The World Health Organization (WHO) has named Kenya as one of the African countries at risk of having measles outbreak.
The looming threat has been attributed to failure by parents to have their children immunized against the disease.
WHO warned that unless a massive immunization campaign is mounted in the country, there is a high chance of an outbreak of measles.
PARENTS RELUCTANT TO GET SECOND DOSE OF MEASLES
Children in the country had been getting a single dose of measles immunization at nine months until 2013 when the second dose of measles, which is given at 18 months, was introduced in a bid to eliminate the disease.
The second dose has however not been fully adopted by parents who have been reluctant to take their children back.
According to Dr. Collins Tabu, head of the Health Ministry’s immunization branch, the popular notion that vaccination ends at nine months has greatly affected uptake of the second dose.
“Parents are often reluctant to take their children to hospital when they reach two years, reducing the chances of health personnel interacting with the children,” said Dr Tabu.
Measles is a highly contagious viral disease, which affects mostly children and is one of the leading causes of death among children.

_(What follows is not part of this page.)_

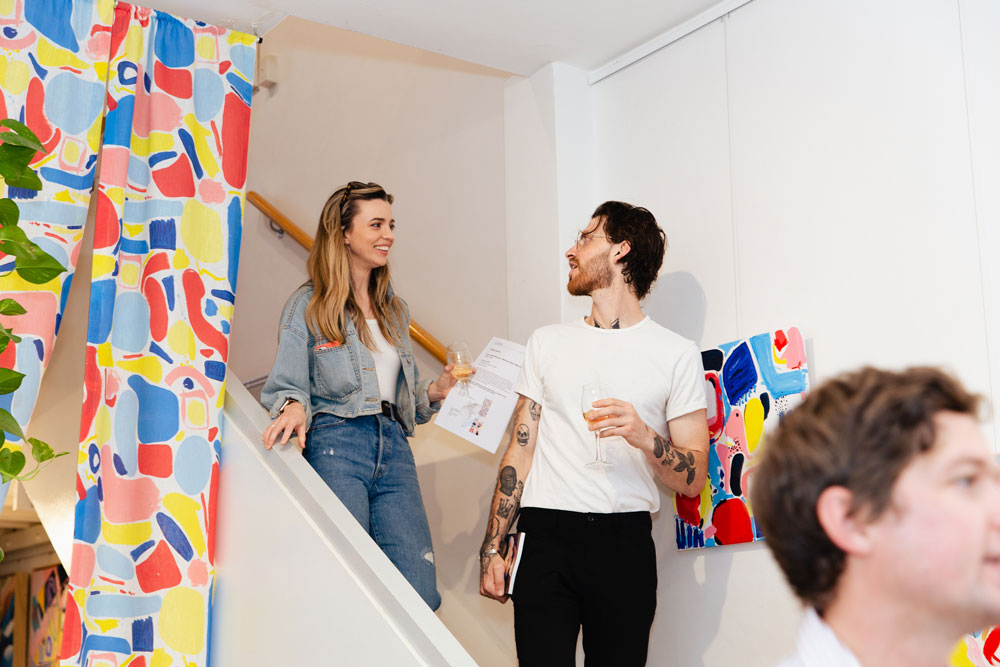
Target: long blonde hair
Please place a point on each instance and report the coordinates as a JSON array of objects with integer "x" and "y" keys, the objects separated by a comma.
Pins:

The last measles outbreak in Kenya was in 2005 and 2006. It resulted in over 2500 cases and 24 documented deaths. In 2006, a nationwide supplementary immunization campaign for all children aged 9 to 59 months was carried out and 5 million children received measles vaccine and vitamin A (>100% of targeted population).
Plans are under way to introduce the measles-rubella (MR) vaccine in 2017 as part of the global plan to eliminate measles and rubella by 2020.
The measles vaccine, just like any other major ones in the country is given for free at all government hospitals and parents have therefore no excuse for failure to ensure that their children are immunized.